Seen as a savior by a generation in need of cultural heroes, Lennon was just as passionately hounded by a government eager to find enemies within. The FBI and White House considered Lennon a threat; a plan was devised to deport the singer prior to the election as a "strategic counter-measure" to preserve Richard Nixon's presidency in 1972.
The Walrus and the Elephants is told by an unlikely cast of friends, including the musicians of the Elephant's Memory band, who were among the few with a chance to see the man behind the Beatle. Exclusive interviews include writer and feminist leader Gloria Steinem; congressional black caucus cofounder Ron Dellums; "Chicago Seven" veteran Rennie Davis; immigration attorney Leon Wildes; and legendary poet-activist John Sinclair, whose imprisonment for marijuana - a 10-year sentence for two joints - kicked off Lennon's American journey.

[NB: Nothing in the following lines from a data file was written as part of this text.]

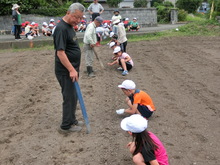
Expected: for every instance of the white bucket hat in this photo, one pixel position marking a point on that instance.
(135, 123)
(15, 6)
(111, 44)
(117, 49)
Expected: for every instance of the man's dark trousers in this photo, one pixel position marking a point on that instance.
(69, 101)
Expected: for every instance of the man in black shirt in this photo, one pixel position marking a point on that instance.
(67, 63)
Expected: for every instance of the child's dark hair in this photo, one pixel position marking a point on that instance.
(143, 139)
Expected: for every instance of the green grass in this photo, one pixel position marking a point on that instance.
(199, 27)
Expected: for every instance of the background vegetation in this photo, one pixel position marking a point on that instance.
(59, 7)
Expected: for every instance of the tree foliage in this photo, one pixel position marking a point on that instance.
(140, 3)
(27, 6)
(189, 5)
(113, 3)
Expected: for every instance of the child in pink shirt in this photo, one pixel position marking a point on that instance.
(146, 148)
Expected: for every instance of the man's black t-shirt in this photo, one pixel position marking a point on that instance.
(65, 39)
(148, 155)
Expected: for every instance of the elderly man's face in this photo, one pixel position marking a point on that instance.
(75, 18)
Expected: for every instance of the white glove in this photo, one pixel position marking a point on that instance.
(120, 111)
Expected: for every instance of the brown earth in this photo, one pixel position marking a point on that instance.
(182, 75)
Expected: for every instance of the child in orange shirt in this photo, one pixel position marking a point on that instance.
(138, 101)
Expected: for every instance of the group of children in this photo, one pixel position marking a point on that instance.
(145, 147)
(31, 30)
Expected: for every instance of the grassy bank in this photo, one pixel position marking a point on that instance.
(199, 27)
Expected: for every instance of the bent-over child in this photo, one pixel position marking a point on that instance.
(123, 59)
(139, 102)
(146, 148)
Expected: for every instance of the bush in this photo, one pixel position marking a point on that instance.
(182, 14)
(140, 3)
(189, 5)
(113, 3)
(163, 14)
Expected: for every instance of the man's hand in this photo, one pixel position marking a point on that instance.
(74, 75)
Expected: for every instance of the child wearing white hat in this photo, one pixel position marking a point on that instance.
(146, 148)
(123, 59)
(139, 102)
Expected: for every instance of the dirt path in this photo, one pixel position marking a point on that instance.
(181, 75)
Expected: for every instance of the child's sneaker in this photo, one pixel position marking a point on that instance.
(125, 72)
(120, 68)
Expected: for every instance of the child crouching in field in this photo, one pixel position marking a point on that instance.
(139, 102)
(123, 59)
(145, 147)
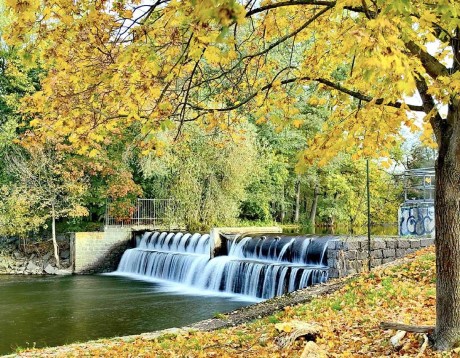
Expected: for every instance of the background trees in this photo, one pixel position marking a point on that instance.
(208, 61)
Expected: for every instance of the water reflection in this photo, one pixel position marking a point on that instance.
(48, 311)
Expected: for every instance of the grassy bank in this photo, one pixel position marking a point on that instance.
(348, 319)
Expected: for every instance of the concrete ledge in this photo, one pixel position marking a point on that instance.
(96, 252)
(217, 234)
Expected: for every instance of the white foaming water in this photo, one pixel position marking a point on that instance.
(261, 267)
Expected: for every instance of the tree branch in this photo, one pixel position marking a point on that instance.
(355, 94)
(329, 4)
(432, 66)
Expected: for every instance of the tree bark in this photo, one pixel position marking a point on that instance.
(53, 232)
(447, 240)
(297, 201)
(314, 205)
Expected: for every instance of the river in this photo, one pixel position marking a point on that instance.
(45, 311)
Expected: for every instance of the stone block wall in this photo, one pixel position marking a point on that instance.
(97, 252)
(346, 256)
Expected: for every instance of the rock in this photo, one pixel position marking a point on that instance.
(50, 270)
(47, 256)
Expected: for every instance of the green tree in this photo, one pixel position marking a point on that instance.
(53, 186)
(156, 64)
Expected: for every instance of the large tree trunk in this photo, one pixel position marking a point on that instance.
(447, 241)
(297, 201)
(53, 233)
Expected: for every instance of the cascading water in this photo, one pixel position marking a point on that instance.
(261, 267)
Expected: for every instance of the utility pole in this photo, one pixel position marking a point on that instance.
(368, 217)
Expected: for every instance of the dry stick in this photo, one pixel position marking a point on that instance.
(406, 327)
(424, 345)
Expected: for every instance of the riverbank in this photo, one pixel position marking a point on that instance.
(19, 257)
(348, 313)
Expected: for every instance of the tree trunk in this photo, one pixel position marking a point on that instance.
(53, 232)
(297, 201)
(314, 205)
(447, 240)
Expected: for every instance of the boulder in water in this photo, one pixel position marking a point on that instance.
(50, 270)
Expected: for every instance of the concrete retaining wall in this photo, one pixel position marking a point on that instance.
(350, 255)
(96, 252)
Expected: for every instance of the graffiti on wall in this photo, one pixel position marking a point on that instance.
(416, 220)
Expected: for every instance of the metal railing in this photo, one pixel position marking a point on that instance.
(142, 212)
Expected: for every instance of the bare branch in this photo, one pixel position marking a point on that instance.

It was a busy year of making albums, controversial TV appearances, and what would be Lennon's last full-length concert at Madison Square Garden; it was also a time of great change in America, with many of the confrontations that began brewing in the sixties reaching an end...and the beginning of a new era.
John Lennon fought for peace and was treated with scorn by some, suspicion by others - including a government wishing to silence the singer. The Walrus and the Elephants is a look back by those who fought the fight. He was a dreamer, but not the only one.
Finally, a John Lennon biography that takes a serious look beyond the man’s music and childhood and into the strange figure that stalked the civic hangover of the 1970s. Performed by the mature, rich voice of veteran actor Stephen Hoye, this audiobook by James A. Mitchell takes up where the Beatles left off: The moody philosopher-musician in New York hawking political causes and suffering the scrutiny of a frightened U.S. government.
Drawing on exclusive interviews with key figures ranging from Gloria Steinem to Ron Dellums, the book is a portrait of a time and a young man who served as a sometimes reluctant hero for so many. Lennon once sang that he did not believe in much - but many believed in him.